2015. június 23., kedd
Bad/depressing situation. Looking for advice. (Sorry for the length)
Okay. Well, where to begin. I'm a college student who is home for the summer. The last few weeks of this school year were amazing! I loved every moment of it. But one guy in particular really caught my attention. (Oh, I am a guy as well. Hint. Hint.) We're both pretty masculine, not like extremely manly, but I'd say definitely more masculine traits than feminine. He asked me about my sexuality while eating sushi in my dorm once. After telling him I was bi (sort of, I hate labels but for simplicity), he started to hang around me a lot and I, as expected, really started to enjoy his presence and began really liking him. He knows I'm into a guy whose apart of our friend-group, but he doesn't know its him.He identifies as straight, but it just seems strange that this great friendship happened all of a sudden. I have spoken to a good friend about it and she says she has questioned his sexuality, too. My theory about it is that he has a strict, "macho" dad so he has to try to be a "man" to impress him.

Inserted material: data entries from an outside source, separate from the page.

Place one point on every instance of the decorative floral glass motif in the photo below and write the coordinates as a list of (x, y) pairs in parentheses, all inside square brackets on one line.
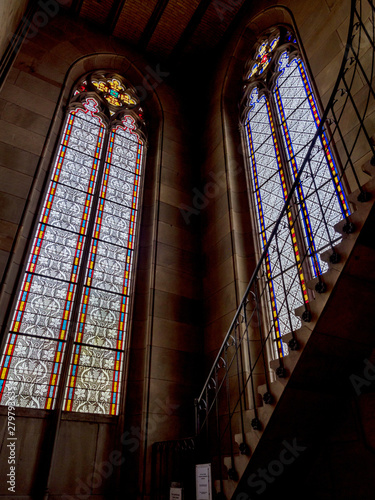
[(263, 56), (281, 97), (73, 304)]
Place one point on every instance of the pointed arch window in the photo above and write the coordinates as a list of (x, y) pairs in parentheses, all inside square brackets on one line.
[(67, 333), (280, 119)]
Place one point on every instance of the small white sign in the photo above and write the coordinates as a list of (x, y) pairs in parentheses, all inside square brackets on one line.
[(203, 481), (175, 494)]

Also, he went to an all boys school, so he might have tried to fit in with the bros.I hate it. He tells me these stories of girls hooking up with his friends after flirting with him, getting his hopes up, treating him like shit. He told me about his ideal woman in this deep discussion we had, and everything he described (besides all the lady parts, obviously) was something that I would do and would be happy to do for him. I become depressed and attack myself for it.He wants to come visit me sometime this summer (which I would love), but I am hesitant. My house isn't anything like his (he has money). I don't want to show him to my friends here. Quite frankly, I have become bored of them now. I feel like I would feel ashamed if he came. I know that sounds awful, but... I don't know, it just sounds awful.Now, I have fallen into this state of not feeling. I don't even know if I'm sad or depressed because I just don't feel anything. I feel alone and go to places like restaurants and shisha lounges alone now, even if my friends here want to hang out. I just work, read my school books, and smoke weed. That friend previously mentioned (not the guy) has noticed and says I'm a mess.I'm looking for REAL, DEEP, INTELLECTUAL advice, not that, "Sometimes, a ray of sunshine clears the cloudiest days," bullshit. TELL ME WHAT YOU THINK, PLEASE. I just need to get through the summer.